The power division still forecasted a profit in the range of $81 million in 2024 – about half the 2023 record breaking dividend – thanks to continued strong operations, good export volumes and a strong margin due to cheap natural gas fuel.

Alberta power prices are much lower through six months, after a mild winter and supply from now completed coal-to-natural gas plant conversions as well as low-bid wind and solar production.

The grid power price in 2023 was $134 per megawatt, about 13 cents per kilowatt, which was actually down from 2022, but still one-third higher than in 2021.

Medicine Hat director of utility business analysis, Travis Tuchscherer, told the committee that grid prices have been in the range of $74 so far this year and his office forecasts an average of $66 at year end, then $55 for the calendar year of 2025.

“It’s not a great price compared to the last couple years,” but not bad in a “historical” analysis, said Tuchscherer.

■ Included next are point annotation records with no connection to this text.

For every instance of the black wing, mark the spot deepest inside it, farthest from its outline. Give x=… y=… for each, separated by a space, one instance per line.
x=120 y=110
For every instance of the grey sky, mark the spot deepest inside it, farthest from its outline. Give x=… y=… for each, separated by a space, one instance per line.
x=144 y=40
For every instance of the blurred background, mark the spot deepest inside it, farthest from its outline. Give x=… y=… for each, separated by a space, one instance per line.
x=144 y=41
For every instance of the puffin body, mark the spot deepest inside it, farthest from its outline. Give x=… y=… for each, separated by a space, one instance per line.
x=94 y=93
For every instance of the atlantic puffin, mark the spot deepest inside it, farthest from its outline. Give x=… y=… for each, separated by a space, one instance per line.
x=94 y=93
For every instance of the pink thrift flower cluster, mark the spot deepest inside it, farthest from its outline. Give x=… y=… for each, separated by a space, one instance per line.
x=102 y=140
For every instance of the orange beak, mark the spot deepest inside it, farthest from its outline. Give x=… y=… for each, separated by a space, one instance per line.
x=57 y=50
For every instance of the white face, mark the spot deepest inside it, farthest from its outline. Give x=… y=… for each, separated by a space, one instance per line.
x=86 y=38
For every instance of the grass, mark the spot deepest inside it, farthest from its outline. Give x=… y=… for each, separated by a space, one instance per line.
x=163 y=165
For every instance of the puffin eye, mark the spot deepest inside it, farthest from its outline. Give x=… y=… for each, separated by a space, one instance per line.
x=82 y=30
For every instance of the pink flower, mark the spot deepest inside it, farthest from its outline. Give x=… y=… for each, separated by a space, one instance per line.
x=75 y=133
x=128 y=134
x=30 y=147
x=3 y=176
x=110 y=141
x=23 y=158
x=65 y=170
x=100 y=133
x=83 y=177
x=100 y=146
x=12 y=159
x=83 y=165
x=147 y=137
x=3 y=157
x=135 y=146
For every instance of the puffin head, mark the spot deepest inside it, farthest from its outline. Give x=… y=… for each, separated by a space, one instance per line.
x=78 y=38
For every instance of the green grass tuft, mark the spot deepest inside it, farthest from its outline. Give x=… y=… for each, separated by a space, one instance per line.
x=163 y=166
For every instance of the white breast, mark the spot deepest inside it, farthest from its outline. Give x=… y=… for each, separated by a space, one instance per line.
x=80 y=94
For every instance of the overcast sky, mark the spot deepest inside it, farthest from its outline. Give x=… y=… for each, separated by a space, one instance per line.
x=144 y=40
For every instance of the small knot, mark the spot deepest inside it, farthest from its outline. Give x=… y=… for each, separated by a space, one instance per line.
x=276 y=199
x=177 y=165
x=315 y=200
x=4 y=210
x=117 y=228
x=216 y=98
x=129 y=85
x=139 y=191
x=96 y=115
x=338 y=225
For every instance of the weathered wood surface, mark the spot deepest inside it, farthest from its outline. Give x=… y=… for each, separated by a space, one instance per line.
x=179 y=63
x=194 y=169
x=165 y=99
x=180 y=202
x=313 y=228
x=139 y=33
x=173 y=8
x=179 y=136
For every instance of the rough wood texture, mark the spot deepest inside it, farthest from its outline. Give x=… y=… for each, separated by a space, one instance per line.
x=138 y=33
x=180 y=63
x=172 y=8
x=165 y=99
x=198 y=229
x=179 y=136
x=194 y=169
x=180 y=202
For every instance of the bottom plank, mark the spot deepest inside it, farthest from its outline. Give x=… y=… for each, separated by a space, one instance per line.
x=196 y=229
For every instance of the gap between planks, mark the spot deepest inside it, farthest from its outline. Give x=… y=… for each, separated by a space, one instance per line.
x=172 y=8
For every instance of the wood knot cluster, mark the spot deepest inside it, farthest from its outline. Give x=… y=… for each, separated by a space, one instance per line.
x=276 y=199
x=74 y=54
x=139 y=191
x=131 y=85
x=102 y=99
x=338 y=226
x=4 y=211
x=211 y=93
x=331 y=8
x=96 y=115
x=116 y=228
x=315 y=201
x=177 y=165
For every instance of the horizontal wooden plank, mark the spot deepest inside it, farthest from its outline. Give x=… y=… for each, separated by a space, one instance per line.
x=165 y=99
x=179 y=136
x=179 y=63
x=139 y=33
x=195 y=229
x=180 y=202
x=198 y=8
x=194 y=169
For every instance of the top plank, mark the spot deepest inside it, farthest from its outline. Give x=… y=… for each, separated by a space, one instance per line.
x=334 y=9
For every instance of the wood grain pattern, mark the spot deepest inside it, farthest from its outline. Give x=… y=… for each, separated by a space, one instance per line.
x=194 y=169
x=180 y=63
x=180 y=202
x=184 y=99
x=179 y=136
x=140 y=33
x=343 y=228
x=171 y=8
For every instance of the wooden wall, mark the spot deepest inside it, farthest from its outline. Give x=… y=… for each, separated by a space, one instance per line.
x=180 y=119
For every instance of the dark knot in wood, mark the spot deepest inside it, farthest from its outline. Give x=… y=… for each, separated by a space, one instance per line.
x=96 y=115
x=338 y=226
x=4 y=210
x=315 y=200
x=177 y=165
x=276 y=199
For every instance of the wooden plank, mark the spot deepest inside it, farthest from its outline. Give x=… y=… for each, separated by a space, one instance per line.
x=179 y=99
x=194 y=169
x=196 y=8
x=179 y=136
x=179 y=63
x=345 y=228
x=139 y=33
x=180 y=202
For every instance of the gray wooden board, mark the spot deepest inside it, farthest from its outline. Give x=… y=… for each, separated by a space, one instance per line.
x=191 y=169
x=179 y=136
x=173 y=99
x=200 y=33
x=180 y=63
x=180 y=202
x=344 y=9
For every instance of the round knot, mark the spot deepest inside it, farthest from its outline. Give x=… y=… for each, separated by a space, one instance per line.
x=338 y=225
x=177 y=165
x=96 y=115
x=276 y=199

Helping out the city’s margin is the extremely low price of natural gas, which it uses as fuel in power generation.

The year-to-date price for gas is $1.53 per gigajoule, with a forecast to soften slightly to year end, but higher to $2.45 in 2025

“Gas storage (across the province) is the highest it has been for seven years due to increased production and less demand due to weather,” said Tuchscherer, adding that LNG exports in future years will eat into over supply.